You know how you'll be struggling to remember something, a word or a name, and you can't think of it, but then, like 3 days later, it'll suddenly pop into your head and you'll randomly say it out loud?
The mind, when set on a task, usually keeps working at it. Some tasks, you don't know you've set it on. For example, a task might be to process the stress you feel about an upcoming event and make some sense of it. So you start having vivid chasing dreams in which two faceless bad guys are chasing you around an abandoned riverboat in a dark swamp trying to steal your bottle of vanilla conditioner. But what I think this really is is the visual representation of your brain's filing and processing systems - the hard disk and the memory working in tandem, if you will. All this goes on all the time as your brain reaches back to fetch items you request of it, but because we exist in the conscious when we're awake, we aren't aware of it. When we sleep, we get to "view" the workings of the subconscious.

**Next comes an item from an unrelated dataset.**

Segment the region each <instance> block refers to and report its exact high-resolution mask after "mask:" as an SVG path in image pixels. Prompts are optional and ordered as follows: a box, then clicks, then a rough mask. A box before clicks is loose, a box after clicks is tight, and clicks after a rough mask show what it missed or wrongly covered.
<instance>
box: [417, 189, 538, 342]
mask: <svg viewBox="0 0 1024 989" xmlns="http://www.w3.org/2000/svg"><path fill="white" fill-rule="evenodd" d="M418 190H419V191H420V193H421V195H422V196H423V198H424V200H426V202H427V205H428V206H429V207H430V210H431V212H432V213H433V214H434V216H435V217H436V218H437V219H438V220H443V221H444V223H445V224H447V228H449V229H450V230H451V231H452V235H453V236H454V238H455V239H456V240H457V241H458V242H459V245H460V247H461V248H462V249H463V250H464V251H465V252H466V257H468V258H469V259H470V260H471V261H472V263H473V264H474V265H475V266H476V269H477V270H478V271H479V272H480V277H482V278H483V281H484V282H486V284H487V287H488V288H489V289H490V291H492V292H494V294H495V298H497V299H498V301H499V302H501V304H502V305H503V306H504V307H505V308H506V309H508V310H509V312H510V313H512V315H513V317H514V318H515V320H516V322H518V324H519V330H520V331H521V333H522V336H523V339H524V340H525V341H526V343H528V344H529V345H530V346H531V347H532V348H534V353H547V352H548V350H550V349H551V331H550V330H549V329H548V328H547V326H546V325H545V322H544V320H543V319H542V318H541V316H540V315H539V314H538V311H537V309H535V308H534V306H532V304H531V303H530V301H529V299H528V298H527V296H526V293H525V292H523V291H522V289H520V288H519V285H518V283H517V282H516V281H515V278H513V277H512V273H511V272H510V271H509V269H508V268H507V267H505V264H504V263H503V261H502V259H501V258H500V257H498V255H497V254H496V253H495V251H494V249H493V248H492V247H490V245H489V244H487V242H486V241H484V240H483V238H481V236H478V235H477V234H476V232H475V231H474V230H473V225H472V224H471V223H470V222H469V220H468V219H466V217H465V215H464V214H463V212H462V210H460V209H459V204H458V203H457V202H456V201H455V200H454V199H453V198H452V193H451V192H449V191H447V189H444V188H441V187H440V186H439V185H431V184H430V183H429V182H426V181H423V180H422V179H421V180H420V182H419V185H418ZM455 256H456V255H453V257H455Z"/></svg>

Look at it this way - imagine your memory was a file box full of printed LoT threads. Now imagine you were trying to remember the thread title of, let's say, my hot chocolate poem. So you're flipping through the files, and on the way, you come across EH's quote where Mark Twain takes a jab at congress. Then you hit upon the geek t-shirt thread where Tito's kitten links you to a t-shirt that says Pirates are better than Ninjas. And you come across several threads that mention the gold Mickey ears for the 50th. Well, the way you might "see" this in your dream is that Mark Twain is a member of congress, and everyone else in congress is a bunch of idiots, and they're all yelling and screaming like Britain's House of Commons during a "debate" on whether pirates or ninjas are better, and somehow this decision is critical if they're going to be able to acquire the gold Mickey ears, an anticipated national treasure, but the whole thing is finally resolved when someone serves hot chocolate.
This is also why some dreams make more sense than others. In some dreams, you're flipping through random files because your brain is hoping to find something specific within them, and in other dreams, you're literally processing information. If you were thinking about some friend of yours and wondered "what would happen if....", your brain might not know to stop processing this when you move on to another task. You might consciously have forgotten wondering it, but lo and behold, that night you have a really strange dream about marrying some friend of yours to whom you're not remotely attracted. Or you might have a dream where your brain is wondering "what would happen if... something went wrong at my speech next week" and so your brain, in its own inimitable way, comes up with a scenario in which something goes horribly wrong (though why 50-year old bar chicks in liederhosen would bring pickles to your product proposal, no one can explain), in order to give it a chance to figure out how you'd deal with it - to literally prepare you.
Anyway, that's my take. I believe there's a spiritual side too, but it's rare.